Manipulating quantum bits in a state of superposition. Sound like Sci-Fi lingo? Of course it does. Welcome to the world of quantum computing.
It can all be boiled down to “quantum bits versus binary bits.” Classical computers use binary bits, or strings of zeros and ones, to input data. Either the input reads a 0 or it reads a 1. Every letter, number, sentence, and computer program is dictated by a collective and carefully orchestrated string of zeros and ones. These zeros and ones are the very thing that forms the most foundational theory of computing. On the other hand, Quantum bits (or qubits) are not constrained to the binary or an option between a 0 and a 1. Qubits are made up of “subatomic particles such as electrons or photons” which can exist in two different states simultaneously in a phenomenon known as “superposition.” Essentially, quantum computers can store information as a 0 and a 1 at the same time, thus exponentially increasing the number of possible computing operations that the computer is able to perform in a given amount of time. When a computer’s power increases by one qubit, it’s computing power increases exponentially, not linearly as in classical computing.
While quantum computing is currently most thoroughly understood only in theory, scientists are racing to turn their theories into working physical realities. Companies are working against the clock to exact which method is the most effective and efficient for unleashing the power found in manipulating these photons and electrons. Harnessing physical matter literally as small as atoms requires isolating the qubits. There are a number of ways to achieve this state of isolation including cooling the computer to temperatures 200 times colder than outer space and also by using advanced ultrafast sensors to read and control an ion’s motion. This search for best methods is the current driver of the race for mastery of quantum computing.
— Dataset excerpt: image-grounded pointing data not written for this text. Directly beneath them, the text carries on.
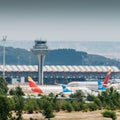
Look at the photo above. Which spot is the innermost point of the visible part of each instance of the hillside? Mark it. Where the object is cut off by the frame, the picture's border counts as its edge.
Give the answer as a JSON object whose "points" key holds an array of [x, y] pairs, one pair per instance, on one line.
{"points": [[17, 56]]}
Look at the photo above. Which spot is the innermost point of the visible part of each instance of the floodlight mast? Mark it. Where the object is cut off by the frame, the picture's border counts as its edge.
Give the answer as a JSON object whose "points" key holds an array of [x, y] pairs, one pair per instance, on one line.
{"points": [[40, 49], [4, 40]]}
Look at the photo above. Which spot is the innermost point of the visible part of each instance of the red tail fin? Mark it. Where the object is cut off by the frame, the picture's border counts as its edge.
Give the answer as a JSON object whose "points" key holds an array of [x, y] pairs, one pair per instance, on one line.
{"points": [[34, 87], [106, 80]]}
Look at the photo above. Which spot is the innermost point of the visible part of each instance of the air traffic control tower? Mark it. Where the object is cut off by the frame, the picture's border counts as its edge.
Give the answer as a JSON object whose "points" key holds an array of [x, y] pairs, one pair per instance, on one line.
{"points": [[40, 49]]}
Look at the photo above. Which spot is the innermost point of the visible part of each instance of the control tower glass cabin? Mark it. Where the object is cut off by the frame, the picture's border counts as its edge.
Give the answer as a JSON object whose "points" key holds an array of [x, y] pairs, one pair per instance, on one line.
{"points": [[40, 49]]}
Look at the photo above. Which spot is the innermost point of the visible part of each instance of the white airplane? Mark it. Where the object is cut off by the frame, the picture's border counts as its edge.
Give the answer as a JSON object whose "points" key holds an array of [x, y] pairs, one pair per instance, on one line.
{"points": [[43, 89], [90, 84]]}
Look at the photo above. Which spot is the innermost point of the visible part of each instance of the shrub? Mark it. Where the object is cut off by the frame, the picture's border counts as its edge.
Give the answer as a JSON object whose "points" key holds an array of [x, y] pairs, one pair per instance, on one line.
{"points": [[110, 114], [69, 107], [92, 106]]}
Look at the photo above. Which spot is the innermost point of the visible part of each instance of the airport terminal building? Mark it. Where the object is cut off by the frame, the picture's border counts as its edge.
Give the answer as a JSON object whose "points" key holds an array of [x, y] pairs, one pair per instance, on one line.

IBM, Google, Rigetti, Intel, NASA and Microsoft are a few of the big names leading the quantum arms race. IBM has already developed three prototypes for public use on the cloud, one being a 50-qubit processor. Google has developed an even more powerful 72-qubit quantum computer named “Bristlecone.” NASA and Google both use a quantum computer (the D-WaveX2) that performs calculations one hundred million times faster than a traditional classical computer. Microsoft operates multiple labs around the world dedicated to developing a quantum computer. Not only are companies bidding for quantum mastery, but state actors have also joined the race, perhaps most notably China, which recently developed a quantum communication landline connecting Beijing and Shanghai powered by its joint Chinese-Austrian quantum satellite, Micius. Russia’s quantum computing research laboratory, the Russian Quantum Center, reported the successful creation of a quantum computer in July 2017, and North Korea has reported that it intends to develop its own quantum computing capabilities.
It is not difficult to imagine how the development of something so powerful as quantum computing presents a very real threat to information security. As quantum computers are able to solve complicated problems exponentially faster than classical computers, they possess the capability of quickly unlocking encrypted data and accessing systems once considered well-protected by even the most advanced means of protection. This leaves health records, military intelligence, and bank accounts critically at risk. The rapid ascent of quantum computing then calls for the even faster development of quantum-proof security measures to sufficiently rival the power of classical computing’s stronger cousin, quantum computing.
As quantum computing continues to advance, we are sure to see great strides in 2019 towards unlocking this powerful and highly consequential technology and we watch to see what the era of quantum computing brings. As national security concerns continue to expand into the cyber realm, quantum-powered hacking multiplies the threats that states face and demands a rapid response for how to secure every level of society.